The Beijing drone ban does not contradict this strategy so much as reveal its limits. The low-altitude economy is welcome in Shenzhen’s factories and in agricultural provinces where DJI’s crop-spraying drones are standard equipment. It is not welcome within visual range of Zhongnanhai. The question is whether the ban will spread. The executive chairman of the China Low-Altitude Economy Alliance has suggested that Beijing’s framework could become a model for other cities. Other governments have shown a willingness to follow restrictive precedents set by larger jurisdictions when security concerns are invoked. If Shanghai, Guangzhou, or Shenzhen adopt similar regulations around security zones or dense urban districts, the commercial impact on DJI would compound significantly.
The squeeze
DJI is privately held, and its exact revenue figures are not public. Industry estimates place its annual global revenue between $4 billion and $5 billion. The US market, where DJI holds roughly 80 per cent of consumer drone sales, has been its most profitable segment per unit. The Beijing market is smaller in absolute terms but symbolically significant: the company’s products are now illegal to sell in its own country’s capital.
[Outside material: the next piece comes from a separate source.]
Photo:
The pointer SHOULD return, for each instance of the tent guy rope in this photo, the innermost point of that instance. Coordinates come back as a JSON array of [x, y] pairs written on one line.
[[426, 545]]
The European Union has so far held back on restricting Chinese technology companies to the degree the US has, but the political direction is toward tighter controls, not looser ones.
No other technology company of DJI’s scale is simultaneously banned by its home government and its largest foreign market. Huawei faced exclusion from Western 5G networks but remained fully supported by the Chinese state. TikTok faced a ban in the United States but operates freely in China under its domestic brand, Douyin. DJI’s situation is structurally different because the Beijing ban is not aimed at DJI specifically. It is aimed at an entire product category, and DJI happens to be the company that defined it.
The company that put a camera drone in the hands of millions of consumers and filmmakers around the world is now operating in a regulatory environment where the two largest economies on earth have decided, independently and for different reasons, that consumer drones are a security problem. DJI’s technology is not the issue. Its misfortune is to have built the world’s most successful product in a category that both governments have concluded they need to control. The shelves in Guomao are empty. The FCC docket is open. The company that created an industry is waiting to find out whether either of the governments that banned it will change its mind.